12月20日土曜日。死んだように眠る、という表現があるが、病人は家に帰って以来、優に30時間ぶっ通しで、まさに死んだように寝ている。まぶたが糊で貼り付けたようにくっついて離れない。人間は眠り続けた末に死ぬこともあるのか。午後になって、ダディダディ、と呼ぶとまぶたをぴくぴく震わせて微かに薄目を開けようとする。意識はある。みなで思わず拍手をした。イロウからの食事を入れる。しかし、体は痩せ細って、足は角材みたいに骨が突出して、肋骨も2本浮き出ている。腕も私の手のひらで握れる細さになった。

 街はクリスマス。プレゼントショッピングの人々が急ぎ足で行き交う。孫に大きなお人形ハウスを買ってきた。包装紙を3枚使って、ようやく包んだ。夫の唯一の身内は2才年下の弟だが、彼は重病人を見るのは怖くてイヤと言って、年に一回くらいしか会いに来ない。ましてや死にかけている身内にはとても会えない。その代わりにこの週末、孫をオックスフォードの別荘に三晩も連れて行ってくれた。孫は余り抵抗なく、どこへでも喜んで行くから感心している。母親も娘を人に預けて、心配もしない。それも感心している。

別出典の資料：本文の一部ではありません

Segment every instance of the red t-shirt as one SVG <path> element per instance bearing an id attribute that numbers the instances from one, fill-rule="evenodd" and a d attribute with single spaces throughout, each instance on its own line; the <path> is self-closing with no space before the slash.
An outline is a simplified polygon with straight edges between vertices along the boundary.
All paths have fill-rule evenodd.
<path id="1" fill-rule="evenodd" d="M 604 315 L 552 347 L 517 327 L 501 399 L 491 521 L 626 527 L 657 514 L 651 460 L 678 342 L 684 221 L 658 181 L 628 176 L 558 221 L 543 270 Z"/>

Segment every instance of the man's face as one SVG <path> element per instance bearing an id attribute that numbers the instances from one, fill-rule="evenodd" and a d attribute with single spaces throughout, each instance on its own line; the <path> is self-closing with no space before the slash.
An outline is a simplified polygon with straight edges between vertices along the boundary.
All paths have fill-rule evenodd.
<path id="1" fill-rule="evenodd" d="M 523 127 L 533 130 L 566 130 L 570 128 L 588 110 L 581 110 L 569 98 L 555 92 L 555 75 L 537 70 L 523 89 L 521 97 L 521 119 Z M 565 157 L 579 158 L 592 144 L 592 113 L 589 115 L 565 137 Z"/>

 夜9時半、病人の呼吸が一時、止まったかに見えた。娘と私は思わず目を合わせて、ケータイで息子に通報、息子は飛んで帰ってきた。土曜の夜だから、近くまで来てくれた友人とバーでちょっと息抜きをしていたのだった。「サンディが来るまで待って」と私と娘が交互に叫ぶ。息子が帰る前に息を引き取ってはまずい。パニックだった。酸素をあげると、正常呼吸を取り戻した。あわてたのが恥ずかしい。でもそれから12時まで、3人でベッドの回りに椅子を持ってきて座り、病人の手を両方から握って、足をさすり、話しかけた。

 力なく、目をうっすらと開けて3人を替わりばんこに見たりする。じっと見入られると怖くなるが、目で何かを言いたげにしている。しかし、文字盤を見て文字を選ぶ気力はもうない。「大丈夫よ、みんなここにいるからね、頑張ったものね、長い間・・・・」と言って「もう休んで(永眠しても)いいのよ」と続けたいのだが、息子は全くあきらめていない。「明日天気がよかったら、外へ行こう。新鮮な空気を吸えば、また元気になるから」とか何とか本気で言うので、私は、書いて字の通り、閉口してしまう。

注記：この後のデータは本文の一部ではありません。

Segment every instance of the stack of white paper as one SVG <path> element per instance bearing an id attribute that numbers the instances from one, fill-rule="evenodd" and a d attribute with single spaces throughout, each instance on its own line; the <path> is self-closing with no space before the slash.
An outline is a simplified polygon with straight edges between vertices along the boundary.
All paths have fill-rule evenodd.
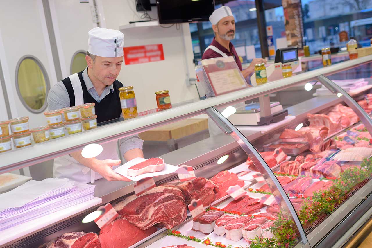
<path id="1" fill-rule="evenodd" d="M 49 178 L 0 194 L 0 231 L 93 199 L 94 187 Z"/>

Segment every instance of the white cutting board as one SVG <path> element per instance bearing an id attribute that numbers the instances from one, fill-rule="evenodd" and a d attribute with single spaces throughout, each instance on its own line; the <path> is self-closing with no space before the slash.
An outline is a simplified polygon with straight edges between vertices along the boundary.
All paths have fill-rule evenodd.
<path id="1" fill-rule="evenodd" d="M 1 174 L 0 175 L 0 194 L 12 190 L 32 179 L 32 177 L 17 174 Z"/>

 一段落してから、息子に、あんたが帰るまで待ってと頼んでいたのよ、と告白すると、ホスピスにいた8日間ずっと「マミーが日本から来るから、待って」と言っていたんだよ、と告白。ホスピス入院中に何度ももうダメか、の瞬間があったらしい。娘の頼み通りに飛んできてよかった。「早く来てくれて本当によかった、どうしていいかわからなかった、限界だった」と安堵を見せた。私もこの年になると、誰かが指示して手配してくれれば別だが、決断も面倒なら行動も面倒だ。だから今回、自力で敏捷に行動した私はまず偉かった。

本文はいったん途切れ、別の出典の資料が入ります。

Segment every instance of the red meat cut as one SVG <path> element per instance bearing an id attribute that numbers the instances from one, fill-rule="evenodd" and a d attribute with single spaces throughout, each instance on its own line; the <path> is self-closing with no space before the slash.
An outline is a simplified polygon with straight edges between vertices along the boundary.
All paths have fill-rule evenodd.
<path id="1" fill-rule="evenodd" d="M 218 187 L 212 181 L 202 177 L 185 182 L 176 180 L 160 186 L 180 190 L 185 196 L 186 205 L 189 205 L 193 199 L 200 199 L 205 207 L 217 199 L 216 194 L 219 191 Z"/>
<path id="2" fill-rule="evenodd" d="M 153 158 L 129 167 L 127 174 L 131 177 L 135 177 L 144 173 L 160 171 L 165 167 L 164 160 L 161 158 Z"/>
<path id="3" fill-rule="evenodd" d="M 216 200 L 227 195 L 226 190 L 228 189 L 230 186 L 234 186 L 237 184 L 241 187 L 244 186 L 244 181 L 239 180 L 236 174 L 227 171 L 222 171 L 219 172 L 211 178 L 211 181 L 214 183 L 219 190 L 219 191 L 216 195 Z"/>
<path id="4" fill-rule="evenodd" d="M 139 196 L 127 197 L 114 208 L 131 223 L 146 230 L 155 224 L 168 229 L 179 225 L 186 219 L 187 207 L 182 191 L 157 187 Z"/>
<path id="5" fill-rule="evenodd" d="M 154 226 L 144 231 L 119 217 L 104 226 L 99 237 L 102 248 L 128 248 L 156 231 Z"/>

 永訣の時が刻一刻と迫ってきている。残り時間の間に、何か荘厳な家族儀式をして「ダディ、ありがとう、私たちはあなたと共に生きて幸せだった、あなたはよき夫、よき父親だった、心から誇りに思う」とか伝えなければいけないのに、午後には息子とクリスマスターキーを買いにスーパーへ行ってきた。明日、私が正式な‘見送る言葉’を書こう。